Dictionary and postings list are two core data structures used in search engine. Standard built-in in-memory implementation is not sufficient due to the following reasons:

• The data of locations of terms are huge and we cannot load all of them into memory. Therefore, disk-based data structure and algorithms are needed in a search engine implementation.
• The distribution of terms in documents is not uniform. In fact, depending on the task the search engine may need to handle distribution with very specific characteristics. Therefore, the standard build-in implementation may not always be optimal and a customized version could usually have better performance.

### 1.1 Dictionary

There are two ways to implement a dictionary:

• Hash-based dictionary: hash map
• Sort-based dictionary: binary search tree

For a hash-based dictionary, the size of the hash table matters because the data volume is large and too many collisions can result in poor performance. Otherwise, the hash-based approach is generally faster than the sort based approach because it doesn't need to perform binary search. However, hash-based dictionary does not support support prefix queries well.

### 1.2 Postings List

One of the challenges of implementing postings list is again the fact the we may not be able to load the full postings list into memory. Moreover, the implementation should support efficient random access. The ideas of solving this type of problems are similar.

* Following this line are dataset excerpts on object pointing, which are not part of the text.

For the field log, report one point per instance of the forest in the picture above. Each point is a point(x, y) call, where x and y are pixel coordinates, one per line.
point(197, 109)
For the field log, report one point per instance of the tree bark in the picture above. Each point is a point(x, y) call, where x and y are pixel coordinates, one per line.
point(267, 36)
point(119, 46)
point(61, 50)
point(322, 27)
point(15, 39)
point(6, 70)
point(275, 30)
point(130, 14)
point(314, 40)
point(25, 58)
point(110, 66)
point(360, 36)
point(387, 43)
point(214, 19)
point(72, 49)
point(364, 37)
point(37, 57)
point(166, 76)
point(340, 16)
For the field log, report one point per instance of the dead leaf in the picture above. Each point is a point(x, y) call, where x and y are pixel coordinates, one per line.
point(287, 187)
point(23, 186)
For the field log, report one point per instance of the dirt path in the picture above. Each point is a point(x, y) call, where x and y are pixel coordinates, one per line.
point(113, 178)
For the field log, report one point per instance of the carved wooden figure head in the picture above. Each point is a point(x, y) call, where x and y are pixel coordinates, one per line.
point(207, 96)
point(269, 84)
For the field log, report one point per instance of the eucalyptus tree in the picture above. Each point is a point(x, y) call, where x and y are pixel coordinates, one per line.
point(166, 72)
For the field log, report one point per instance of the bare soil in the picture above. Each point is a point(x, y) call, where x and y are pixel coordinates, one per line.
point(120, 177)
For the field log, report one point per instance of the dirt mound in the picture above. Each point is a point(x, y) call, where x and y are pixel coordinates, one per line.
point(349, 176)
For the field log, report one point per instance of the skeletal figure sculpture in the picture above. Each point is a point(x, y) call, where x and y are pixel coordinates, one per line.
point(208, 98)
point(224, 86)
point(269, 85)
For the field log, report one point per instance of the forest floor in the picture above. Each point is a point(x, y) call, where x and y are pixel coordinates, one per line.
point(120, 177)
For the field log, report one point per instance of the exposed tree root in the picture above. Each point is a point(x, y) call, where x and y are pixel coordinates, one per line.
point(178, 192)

We store some auxiliary information in memory, which provides approximated location of data that contains the target. Then we perform a linear scan starting from the returned location. For example, suppose for term $$t$$, the posting list has 20,000 items. Instead of loading all 10,000 items into the memory, we could construct a list by adding every 100 items. The resulting list only has 200 items. In order to find the next occurrence of the term $$t$$ after position $$k$$, we could first use the helper list to approximately locate the position and then perform a linear scan in the file stored on the disk. Items in the helper list are called synchronization point.

### 1.3 Interleaving Dictionary

An interleaving dictionary is to putting term and its postings list together in the file.

Here is the basic form of an Interleaving dictionary:

An optimized form:

## 2. Index Construction

There are two types of index construction

• In-memory index construction
• Disk-based index construction

In-memory index construction is essentially to create a hash table. The standard hash table implementation could work but it may not be optimal. According to Zipf's law, the distribution of terms are not uniform and we could leverage the distribution in a language to optimize the hash table performance.

There are two ways to construct a disk-based index:

• Sort-based Index Construction
• Merge-base Index Construction

The idea of a sort-based index construction is to consider the collection of documents as a collection of (term, position) and we could apply disk-based sorting algorithm to sort these pairs. Note that this approach requires generating global term ID.

The idea of a merge-based index construction is to first build the index in memory. If there is no more memory available or the consumed memory reaches a threshold, we simply write the index to disk, clear the in-memory index and move forwards. After all the documents are processed, we can then merge the individual index saved on the disk. An individual index saved on the disk in this context is called an index partition.